When rapid economic growth catapults a country within a few years from the margins of the global economy to middle power status, does global regulatory governance need to brace for a challenge to the ...status quo? To answer this question, we extend the power transition theory of global economic governance to middle powers: A rising middle power should be expected to challenge the international regulatory status quo only if increasing issue‐specific strength of its regulatory state coincides with preferences that diverge from the preferences of the established powers, which are enshrined in the status quo. We examine this argument empirically, focusing on South Korea in the realm of competition law and policy. We find that South Korea, a non‐participant in the international competition regime until the 1980s, developed in the 1990s substantial regulatory capacity and capability and thus “spoiler potential.” At the same time, however, its policy preferences converged upon the norms and practices established by the United States and the European Union, albeit with some distinct elements.

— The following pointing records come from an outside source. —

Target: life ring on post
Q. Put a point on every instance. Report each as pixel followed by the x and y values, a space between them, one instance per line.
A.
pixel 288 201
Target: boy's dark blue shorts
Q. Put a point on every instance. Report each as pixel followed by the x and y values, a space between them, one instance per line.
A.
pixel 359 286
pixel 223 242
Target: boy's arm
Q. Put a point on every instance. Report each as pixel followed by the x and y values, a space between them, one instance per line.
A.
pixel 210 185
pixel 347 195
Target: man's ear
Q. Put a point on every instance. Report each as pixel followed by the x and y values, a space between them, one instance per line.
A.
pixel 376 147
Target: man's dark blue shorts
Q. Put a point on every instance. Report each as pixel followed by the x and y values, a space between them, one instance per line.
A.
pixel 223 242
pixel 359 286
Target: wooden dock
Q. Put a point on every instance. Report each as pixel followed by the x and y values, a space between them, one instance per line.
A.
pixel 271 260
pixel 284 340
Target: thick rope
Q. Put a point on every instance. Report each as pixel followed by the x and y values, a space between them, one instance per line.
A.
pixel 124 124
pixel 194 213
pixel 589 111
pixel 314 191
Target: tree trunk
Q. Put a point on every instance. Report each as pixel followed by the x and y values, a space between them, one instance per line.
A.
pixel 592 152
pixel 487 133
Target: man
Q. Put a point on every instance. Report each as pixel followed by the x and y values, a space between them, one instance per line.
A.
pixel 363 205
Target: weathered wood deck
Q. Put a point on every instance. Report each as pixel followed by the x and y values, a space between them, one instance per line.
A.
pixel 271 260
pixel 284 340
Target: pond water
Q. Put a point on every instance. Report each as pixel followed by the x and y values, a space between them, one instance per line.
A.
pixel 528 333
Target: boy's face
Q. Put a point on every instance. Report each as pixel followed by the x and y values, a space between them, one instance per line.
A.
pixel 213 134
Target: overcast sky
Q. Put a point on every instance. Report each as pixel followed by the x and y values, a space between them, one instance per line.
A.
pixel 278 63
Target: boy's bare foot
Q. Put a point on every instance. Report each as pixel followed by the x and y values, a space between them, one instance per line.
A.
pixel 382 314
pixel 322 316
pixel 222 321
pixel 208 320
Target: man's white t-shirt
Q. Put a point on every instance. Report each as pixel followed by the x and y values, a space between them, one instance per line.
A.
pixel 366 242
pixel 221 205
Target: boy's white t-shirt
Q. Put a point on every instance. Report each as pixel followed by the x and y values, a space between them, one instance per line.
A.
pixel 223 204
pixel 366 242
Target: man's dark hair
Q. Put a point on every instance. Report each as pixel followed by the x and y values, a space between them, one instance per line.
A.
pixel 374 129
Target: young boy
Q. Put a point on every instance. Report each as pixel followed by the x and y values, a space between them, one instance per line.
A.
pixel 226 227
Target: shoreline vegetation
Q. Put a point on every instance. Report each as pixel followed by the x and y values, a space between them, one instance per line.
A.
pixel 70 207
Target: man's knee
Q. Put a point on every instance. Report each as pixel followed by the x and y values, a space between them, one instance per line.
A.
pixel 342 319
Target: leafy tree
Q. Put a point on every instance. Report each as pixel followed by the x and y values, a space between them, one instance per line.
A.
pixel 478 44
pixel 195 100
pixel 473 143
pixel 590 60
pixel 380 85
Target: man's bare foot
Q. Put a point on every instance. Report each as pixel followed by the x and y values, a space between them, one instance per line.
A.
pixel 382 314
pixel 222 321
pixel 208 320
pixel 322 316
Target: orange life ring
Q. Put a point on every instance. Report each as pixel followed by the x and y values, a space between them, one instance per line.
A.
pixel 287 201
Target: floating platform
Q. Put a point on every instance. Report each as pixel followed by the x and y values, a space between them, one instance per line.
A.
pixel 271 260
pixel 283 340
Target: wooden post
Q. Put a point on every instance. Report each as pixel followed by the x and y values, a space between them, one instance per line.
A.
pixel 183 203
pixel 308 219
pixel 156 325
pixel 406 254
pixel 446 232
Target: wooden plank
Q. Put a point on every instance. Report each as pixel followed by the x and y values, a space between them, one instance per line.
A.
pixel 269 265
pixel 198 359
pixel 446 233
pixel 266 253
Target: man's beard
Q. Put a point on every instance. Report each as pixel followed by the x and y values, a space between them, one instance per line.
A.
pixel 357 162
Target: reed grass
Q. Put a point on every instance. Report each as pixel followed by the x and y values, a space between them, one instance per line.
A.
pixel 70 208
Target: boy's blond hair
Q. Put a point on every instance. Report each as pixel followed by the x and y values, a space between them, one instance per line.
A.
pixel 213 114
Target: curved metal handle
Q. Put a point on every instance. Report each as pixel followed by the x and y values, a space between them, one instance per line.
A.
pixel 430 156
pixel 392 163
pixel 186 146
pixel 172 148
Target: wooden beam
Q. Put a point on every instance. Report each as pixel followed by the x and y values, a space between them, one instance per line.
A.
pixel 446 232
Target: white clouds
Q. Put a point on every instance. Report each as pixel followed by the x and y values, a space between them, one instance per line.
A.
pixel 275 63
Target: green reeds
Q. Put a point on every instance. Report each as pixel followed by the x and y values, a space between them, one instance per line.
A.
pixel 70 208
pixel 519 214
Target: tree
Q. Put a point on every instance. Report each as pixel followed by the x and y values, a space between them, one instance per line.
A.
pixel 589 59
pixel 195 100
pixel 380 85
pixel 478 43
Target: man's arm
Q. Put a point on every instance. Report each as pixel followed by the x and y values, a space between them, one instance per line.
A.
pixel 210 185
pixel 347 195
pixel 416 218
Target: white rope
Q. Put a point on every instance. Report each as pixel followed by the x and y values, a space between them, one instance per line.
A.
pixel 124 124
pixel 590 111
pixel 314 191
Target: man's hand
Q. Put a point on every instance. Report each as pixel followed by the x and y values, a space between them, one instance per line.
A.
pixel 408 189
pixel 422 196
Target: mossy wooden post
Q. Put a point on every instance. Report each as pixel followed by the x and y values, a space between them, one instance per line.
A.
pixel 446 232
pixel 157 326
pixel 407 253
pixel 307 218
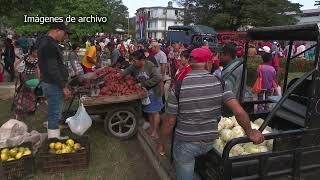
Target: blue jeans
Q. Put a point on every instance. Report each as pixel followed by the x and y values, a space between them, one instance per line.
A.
pixel 55 100
pixel 184 154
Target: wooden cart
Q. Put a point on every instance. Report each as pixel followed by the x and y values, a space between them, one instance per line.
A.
pixel 121 114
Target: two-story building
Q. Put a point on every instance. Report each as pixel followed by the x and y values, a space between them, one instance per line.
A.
pixel 308 16
pixel 152 22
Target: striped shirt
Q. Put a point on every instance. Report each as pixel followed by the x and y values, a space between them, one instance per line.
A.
pixel 200 104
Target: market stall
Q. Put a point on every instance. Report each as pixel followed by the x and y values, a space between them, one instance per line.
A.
pixel 117 100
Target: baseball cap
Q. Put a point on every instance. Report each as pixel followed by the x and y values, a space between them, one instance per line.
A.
pixel 201 55
pixel 265 49
pixel 61 26
pixel 153 44
pixel 102 45
pixel 110 44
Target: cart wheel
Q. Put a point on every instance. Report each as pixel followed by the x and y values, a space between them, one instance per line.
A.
pixel 121 124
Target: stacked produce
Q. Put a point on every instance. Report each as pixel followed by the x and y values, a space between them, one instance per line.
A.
pixel 116 85
pixel 63 148
pixel 230 129
pixel 14 153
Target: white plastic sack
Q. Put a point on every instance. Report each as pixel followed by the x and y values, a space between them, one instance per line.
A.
pixel 80 122
pixel 278 91
pixel 21 66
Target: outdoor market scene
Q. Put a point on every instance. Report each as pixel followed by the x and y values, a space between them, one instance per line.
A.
pixel 150 90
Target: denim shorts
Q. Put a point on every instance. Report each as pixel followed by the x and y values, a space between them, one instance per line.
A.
pixel 155 105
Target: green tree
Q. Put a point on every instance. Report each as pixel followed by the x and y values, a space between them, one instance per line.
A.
pixel 233 14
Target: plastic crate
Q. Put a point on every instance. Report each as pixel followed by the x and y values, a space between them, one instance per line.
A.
pixel 55 163
pixel 21 168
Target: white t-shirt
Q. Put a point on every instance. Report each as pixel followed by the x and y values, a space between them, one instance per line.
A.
pixel 300 49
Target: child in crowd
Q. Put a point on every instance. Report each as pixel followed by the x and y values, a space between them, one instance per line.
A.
pixel 269 76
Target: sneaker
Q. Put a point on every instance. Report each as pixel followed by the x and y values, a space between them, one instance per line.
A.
pixel 61 126
pixel 146 125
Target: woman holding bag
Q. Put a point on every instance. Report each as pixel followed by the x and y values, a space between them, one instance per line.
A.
pixel 266 80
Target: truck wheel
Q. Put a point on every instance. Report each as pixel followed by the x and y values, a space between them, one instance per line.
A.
pixel 121 124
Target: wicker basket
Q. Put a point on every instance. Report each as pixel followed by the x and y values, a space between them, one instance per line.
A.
pixel 18 169
pixel 53 163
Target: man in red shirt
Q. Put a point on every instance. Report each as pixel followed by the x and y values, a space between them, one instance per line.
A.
pixel 184 60
pixel 200 53
pixel 274 62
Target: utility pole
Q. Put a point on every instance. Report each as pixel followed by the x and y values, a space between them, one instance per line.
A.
pixel 128 25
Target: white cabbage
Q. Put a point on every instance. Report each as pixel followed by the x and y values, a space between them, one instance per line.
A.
pixel 219 144
pixel 237 150
pixel 234 120
pixel 254 126
pixel 245 153
pixel 226 135
pixel 238 132
pixel 269 129
pixel 259 122
pixel 251 148
pixel 225 123
pixel 263 148
pixel 266 131
pixel 269 144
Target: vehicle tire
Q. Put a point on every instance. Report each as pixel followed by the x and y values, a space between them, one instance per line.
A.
pixel 121 124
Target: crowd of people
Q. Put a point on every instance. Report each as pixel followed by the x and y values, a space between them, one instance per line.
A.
pixel 193 102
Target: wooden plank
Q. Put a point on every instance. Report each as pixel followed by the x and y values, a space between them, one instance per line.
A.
pixel 98 100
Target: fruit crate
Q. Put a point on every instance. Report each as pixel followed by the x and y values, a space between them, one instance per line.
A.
pixel 20 168
pixel 55 163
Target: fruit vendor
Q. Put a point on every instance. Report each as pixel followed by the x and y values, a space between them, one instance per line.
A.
pixel 149 77
pixel 90 58
pixel 195 108
pixel 54 75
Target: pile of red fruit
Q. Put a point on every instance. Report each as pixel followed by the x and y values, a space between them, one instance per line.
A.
pixel 116 85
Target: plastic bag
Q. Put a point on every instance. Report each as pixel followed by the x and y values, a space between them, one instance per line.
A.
pixel 278 91
pixel 80 122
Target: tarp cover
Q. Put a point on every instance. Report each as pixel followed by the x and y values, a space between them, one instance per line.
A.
pixel 197 29
pixel 307 32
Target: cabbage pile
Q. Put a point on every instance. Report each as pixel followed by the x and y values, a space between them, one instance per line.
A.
pixel 230 129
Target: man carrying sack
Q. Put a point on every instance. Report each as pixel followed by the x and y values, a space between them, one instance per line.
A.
pixel 54 75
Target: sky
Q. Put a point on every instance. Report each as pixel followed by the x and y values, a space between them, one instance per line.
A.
pixel 133 5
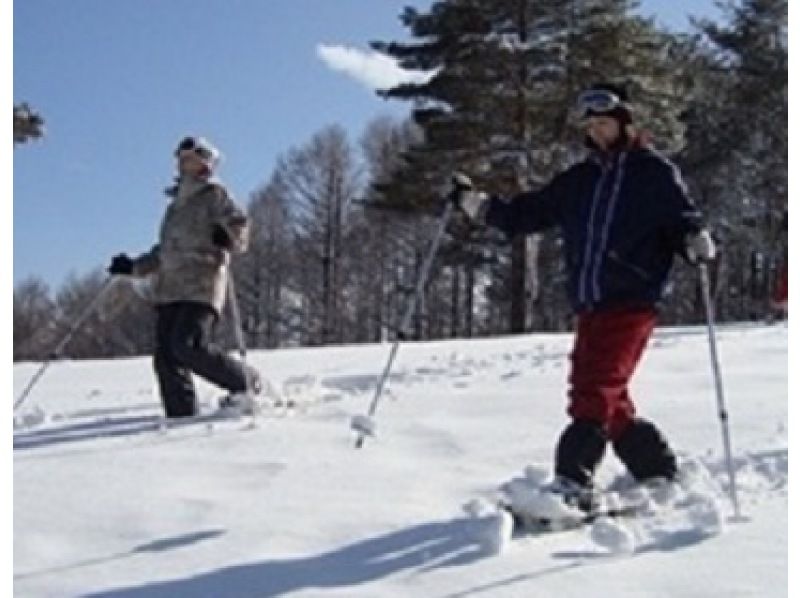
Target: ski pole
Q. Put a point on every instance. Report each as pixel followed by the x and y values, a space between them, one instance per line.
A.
pixel 364 424
pixel 722 411
pixel 241 346
pixel 62 345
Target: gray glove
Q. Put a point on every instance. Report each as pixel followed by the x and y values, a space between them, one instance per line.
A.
pixel 700 247
pixel 471 202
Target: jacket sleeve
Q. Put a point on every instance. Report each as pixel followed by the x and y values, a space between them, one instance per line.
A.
pixel 528 212
pixel 147 263
pixel 683 219
pixel 228 215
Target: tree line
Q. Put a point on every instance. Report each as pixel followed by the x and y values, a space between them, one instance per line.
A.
pixel 340 227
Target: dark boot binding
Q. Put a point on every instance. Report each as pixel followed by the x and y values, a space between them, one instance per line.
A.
pixel 645 452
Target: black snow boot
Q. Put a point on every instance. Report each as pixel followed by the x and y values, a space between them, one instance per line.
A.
pixel 580 450
pixel 645 452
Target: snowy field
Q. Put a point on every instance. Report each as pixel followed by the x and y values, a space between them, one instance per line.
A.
pixel 109 503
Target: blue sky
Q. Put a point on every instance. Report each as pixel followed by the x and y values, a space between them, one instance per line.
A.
pixel 120 82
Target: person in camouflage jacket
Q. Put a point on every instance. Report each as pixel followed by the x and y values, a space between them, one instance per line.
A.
pixel 189 269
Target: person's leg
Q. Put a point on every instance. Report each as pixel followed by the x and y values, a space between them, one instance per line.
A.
pixel 174 380
pixel 608 346
pixel 191 344
pixel 645 451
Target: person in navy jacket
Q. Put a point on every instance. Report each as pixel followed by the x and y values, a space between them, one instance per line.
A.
pixel 623 213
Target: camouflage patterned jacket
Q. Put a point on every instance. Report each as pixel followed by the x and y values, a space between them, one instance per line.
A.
pixel 185 264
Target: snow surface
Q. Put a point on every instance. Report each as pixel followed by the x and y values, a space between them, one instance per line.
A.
pixel 108 502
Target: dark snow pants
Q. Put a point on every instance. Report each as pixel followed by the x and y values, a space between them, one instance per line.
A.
pixel 608 345
pixel 183 346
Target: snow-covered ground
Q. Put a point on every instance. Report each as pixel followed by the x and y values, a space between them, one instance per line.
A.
pixel 108 503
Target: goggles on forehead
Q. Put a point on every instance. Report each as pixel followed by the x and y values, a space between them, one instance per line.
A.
pixel 192 144
pixel 598 101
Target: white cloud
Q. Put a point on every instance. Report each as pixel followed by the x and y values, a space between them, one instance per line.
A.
pixel 372 69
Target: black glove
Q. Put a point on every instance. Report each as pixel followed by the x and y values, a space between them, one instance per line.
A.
pixel 121 264
pixel 700 247
pixel 461 184
pixel 465 198
pixel 220 237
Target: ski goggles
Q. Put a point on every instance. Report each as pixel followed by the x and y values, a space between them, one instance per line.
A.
pixel 192 144
pixel 598 101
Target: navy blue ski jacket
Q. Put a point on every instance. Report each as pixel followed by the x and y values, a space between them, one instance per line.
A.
pixel 622 219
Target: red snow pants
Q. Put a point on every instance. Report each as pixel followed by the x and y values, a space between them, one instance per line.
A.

Under these conditions, we expect a transition from rule‐taker to rule‐promoter. We find that South Korea has indeed in recent years begun to actively promote well‐established competition law and policy norms and practices – supplemented by its distinct elements – through technical assistance programs, as well as various bilateral channels and multilateral institutions. The findings suggest that the power transition theory of global economic governance is usefully applicable to middle powers, too.